# Rouge fun!!!



## basshunter125 (Mar 31, 2011)

Almost hit a doe on my bicycle back in the woods in Dearborn came within 3 feet! Deer are friendly there cuz she stayed and looked at me then turned and ate right in front of us. Rod behind ford estate and there were atleast 20 Large carp within reach caught a few!! Salmon trying to jump up the waterfall there and failed haha good day!!!


----------



## kingfishcam (Jul 16, 2002)

Lots of deer in there, and pheasant too!

I have seen some nice bucks just a little further west of there.


----------



## Shika (Nov 19, 2010)

I've seen some biggens during the winter bedding out on the golf course (Dearborn Country Club) which backs up to the woods along the Rouge.
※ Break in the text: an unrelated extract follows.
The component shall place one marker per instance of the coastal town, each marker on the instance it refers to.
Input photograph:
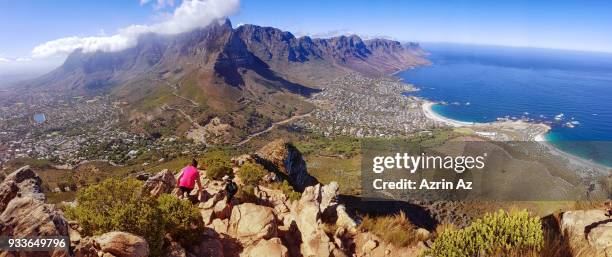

I ride my bicycle 3-4 times a week on Hines from Dearborn to Northville and back...been doing it consistently for the last 10 years. I've lost count of all the yotes, deer, turkey,fox I've seen, not to mention a mature bald eagle. They find a way to survive in the slim corridor of woods that runs along the Rouge, which is then surrounded by suburbs.


----------



## basshunter125 (Mar 31, 2011)

If you ride from andiamo in dearborn theres paved trail that take you through some pretty cool spots you go thru u of m dearborn, henry ford estate and end up at hines near evergreen rd.


----------